1. Poor learner-teacher relationships

When pupils or students do not respect their teachers, chances are great that their teachers are feeling inadequate, or incompetent, or having a- round- hole- in- a- square- peg- feeling scenario. Pupils must have motivation to learn the lesson, values and the like towards developing rapport with their teachers. Bridging the gaps by observing empathy, respect, individuality are keys to ensuring healthy and positive teacher-pupil relationships.

2. Pressure

Time pressure is the culprit for a teacher feeling the burnt-out blues. Work overload, inhumane deadlines and demands from superiors, also, affect a teacher’s mental and emotional health. Chronologically advanced teachers are leaving their jobs through early retirement, especially when they feel overwhelmed with all those mentioned concerns sans support from a superior.

3. Conflict

When innovation and change are being implemented, chronologically advanced teachers are having problems coping up, thus, they tend to feel left out, struggling or slow to accept them. And, these are stressful when dismissed by superior as nothing but a sign of deteriorating mental capacity, where in fact, it is a sign of mismanaging them.

4. Working environment

Cluttered workplace is stressful. When a supervisor or what pays a visit and looks for something just to put a teacher on the hot seat, the more the teacher would feel incompetent, devalued or debased. Then, the bad comes to worse by confirming a teacher’s malady as a hopeless case of incompetence and could redound to more devastating effect to a teacher’s self-esteem. Big class size, lack of facilities, noise, etc. are also stressful for a teacher.

5. Feeling powerless

When the reign of power is being observed by an autocratic superior say, in bureaucratic structure of organization, chances are great that a teacher suffers a lot. He has no power to decide on textbook procurement and other issues which could affect him/her as front liner in education.
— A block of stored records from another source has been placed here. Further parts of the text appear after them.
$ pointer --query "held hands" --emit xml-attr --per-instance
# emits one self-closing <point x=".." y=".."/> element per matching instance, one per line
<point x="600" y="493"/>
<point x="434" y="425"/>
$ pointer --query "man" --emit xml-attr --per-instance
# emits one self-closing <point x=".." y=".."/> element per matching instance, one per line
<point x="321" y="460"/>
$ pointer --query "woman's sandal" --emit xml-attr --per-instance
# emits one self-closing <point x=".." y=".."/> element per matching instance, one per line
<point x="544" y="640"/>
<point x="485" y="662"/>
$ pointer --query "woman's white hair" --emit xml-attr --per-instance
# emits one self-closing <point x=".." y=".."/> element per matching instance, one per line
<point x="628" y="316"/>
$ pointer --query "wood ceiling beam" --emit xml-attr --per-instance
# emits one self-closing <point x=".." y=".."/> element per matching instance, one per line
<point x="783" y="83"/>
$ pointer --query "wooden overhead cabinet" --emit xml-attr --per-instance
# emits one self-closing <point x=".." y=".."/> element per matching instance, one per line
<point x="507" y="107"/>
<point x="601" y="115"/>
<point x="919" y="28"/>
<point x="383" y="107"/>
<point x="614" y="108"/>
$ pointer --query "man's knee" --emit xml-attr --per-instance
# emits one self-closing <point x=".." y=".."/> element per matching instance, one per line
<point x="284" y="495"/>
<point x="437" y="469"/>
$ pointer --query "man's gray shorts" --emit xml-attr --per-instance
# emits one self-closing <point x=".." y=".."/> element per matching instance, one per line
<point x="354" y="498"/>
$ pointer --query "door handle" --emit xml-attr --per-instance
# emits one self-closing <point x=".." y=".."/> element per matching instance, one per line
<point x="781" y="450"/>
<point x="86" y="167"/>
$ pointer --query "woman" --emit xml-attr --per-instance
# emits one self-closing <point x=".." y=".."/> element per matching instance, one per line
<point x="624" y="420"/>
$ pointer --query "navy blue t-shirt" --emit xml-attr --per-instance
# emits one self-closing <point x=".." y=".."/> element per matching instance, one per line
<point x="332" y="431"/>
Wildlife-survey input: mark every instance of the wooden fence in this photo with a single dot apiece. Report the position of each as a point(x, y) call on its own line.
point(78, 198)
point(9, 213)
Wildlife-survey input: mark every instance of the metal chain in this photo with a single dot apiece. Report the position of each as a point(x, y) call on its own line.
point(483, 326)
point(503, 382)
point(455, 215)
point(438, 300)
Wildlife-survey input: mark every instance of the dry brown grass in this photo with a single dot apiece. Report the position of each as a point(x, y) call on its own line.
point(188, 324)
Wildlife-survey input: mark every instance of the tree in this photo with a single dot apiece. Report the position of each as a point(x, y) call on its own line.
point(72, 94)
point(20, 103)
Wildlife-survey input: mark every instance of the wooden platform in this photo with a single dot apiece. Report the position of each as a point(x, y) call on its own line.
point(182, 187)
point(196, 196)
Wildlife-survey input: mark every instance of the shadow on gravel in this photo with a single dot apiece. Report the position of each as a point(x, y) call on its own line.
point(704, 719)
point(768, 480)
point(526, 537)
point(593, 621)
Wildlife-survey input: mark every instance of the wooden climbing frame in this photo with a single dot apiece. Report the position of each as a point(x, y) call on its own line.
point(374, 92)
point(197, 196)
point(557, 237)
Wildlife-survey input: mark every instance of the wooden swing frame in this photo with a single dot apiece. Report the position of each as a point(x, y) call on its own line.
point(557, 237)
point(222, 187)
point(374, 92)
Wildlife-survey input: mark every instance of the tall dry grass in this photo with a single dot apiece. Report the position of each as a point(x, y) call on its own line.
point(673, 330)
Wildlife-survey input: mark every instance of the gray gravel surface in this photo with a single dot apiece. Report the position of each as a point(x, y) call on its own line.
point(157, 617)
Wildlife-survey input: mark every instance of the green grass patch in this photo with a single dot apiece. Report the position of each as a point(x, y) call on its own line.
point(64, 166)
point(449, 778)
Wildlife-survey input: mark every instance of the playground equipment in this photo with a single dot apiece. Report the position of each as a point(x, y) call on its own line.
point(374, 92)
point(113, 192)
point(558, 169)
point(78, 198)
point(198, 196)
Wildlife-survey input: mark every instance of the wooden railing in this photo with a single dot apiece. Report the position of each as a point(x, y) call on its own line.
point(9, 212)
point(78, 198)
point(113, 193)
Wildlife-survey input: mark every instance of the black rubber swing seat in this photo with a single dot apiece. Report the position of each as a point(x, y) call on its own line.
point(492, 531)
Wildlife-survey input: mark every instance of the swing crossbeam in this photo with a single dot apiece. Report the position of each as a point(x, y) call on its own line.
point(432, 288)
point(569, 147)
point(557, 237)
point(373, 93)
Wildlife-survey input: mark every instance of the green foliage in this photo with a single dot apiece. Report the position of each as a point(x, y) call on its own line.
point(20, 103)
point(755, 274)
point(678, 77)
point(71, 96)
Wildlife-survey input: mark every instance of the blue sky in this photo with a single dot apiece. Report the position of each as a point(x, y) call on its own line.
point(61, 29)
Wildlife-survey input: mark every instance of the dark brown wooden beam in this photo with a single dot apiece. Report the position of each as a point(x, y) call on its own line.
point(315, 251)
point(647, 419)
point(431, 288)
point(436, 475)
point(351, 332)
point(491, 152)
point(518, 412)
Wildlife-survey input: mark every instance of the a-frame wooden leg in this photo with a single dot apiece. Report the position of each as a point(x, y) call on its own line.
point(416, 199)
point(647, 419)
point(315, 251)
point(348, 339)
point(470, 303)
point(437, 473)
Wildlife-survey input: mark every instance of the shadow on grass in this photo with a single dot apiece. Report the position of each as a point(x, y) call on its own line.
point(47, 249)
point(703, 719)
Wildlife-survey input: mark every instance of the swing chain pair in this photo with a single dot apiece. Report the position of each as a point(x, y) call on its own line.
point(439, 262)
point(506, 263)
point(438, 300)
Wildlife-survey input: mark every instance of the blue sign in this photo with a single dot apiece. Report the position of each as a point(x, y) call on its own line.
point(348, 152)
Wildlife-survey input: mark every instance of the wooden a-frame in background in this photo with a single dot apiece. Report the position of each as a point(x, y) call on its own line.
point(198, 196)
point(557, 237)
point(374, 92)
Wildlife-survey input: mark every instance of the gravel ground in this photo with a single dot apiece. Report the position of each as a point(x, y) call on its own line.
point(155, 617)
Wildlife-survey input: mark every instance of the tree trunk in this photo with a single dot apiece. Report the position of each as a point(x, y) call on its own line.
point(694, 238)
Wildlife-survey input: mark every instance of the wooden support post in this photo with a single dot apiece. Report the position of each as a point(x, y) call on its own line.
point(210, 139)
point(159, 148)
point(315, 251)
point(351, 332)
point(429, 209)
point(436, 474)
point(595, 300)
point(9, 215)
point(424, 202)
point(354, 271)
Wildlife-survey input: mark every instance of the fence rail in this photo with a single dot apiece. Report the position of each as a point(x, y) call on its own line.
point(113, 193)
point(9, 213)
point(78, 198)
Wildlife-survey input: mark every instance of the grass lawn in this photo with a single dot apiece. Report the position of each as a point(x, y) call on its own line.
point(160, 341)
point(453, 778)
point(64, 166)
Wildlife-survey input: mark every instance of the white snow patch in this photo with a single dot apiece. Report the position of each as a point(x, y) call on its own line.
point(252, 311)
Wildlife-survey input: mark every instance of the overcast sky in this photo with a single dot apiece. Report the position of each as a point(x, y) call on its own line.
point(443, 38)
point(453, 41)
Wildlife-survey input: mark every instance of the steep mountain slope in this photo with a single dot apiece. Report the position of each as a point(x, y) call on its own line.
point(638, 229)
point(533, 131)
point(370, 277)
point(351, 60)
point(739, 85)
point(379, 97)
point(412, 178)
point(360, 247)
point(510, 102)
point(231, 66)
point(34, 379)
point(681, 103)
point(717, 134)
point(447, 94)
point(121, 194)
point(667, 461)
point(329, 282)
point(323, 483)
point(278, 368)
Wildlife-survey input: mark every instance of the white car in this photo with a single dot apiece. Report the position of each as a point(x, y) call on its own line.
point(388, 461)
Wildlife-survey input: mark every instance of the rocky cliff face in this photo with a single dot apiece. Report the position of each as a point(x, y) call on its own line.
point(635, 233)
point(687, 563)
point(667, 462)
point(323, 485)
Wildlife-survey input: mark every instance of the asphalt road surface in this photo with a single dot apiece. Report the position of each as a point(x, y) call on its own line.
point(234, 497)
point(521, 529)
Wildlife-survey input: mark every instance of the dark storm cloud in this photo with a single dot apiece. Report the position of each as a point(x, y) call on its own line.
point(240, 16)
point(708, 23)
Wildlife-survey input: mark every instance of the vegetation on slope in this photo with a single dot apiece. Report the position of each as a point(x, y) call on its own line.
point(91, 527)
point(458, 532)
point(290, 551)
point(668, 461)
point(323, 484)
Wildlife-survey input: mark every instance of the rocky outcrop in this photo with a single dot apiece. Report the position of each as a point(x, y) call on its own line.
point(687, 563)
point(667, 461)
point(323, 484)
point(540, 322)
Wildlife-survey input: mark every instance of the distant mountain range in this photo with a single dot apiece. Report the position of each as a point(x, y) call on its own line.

6. Feeling of incompetence

Lack of training, extra-curricular load beyond capability, absence of support and recognition–all are stressful for a teacher. Self-esteem diminishes when one is feeling inadequate, abused and unrecognized due to those factors.

7. Negative feedback

Poor community relations where a teacher is not given high regard due to malicious rumors hurled at them by parents, colleagues, or even superiors! When personal life is unstable or insecure, the more stressful a teacher life can get, thus making his/her output unsatisfactory.

From the aforementioned stressful scenarios, a classroom teacher needs conscientious colleagues and superiors who must do something to maintaining sanity and harmony within the workplace. Making a workplace conducive for a teacher’s growth and professional development is a must. A good colleague or superior knows how to be of help.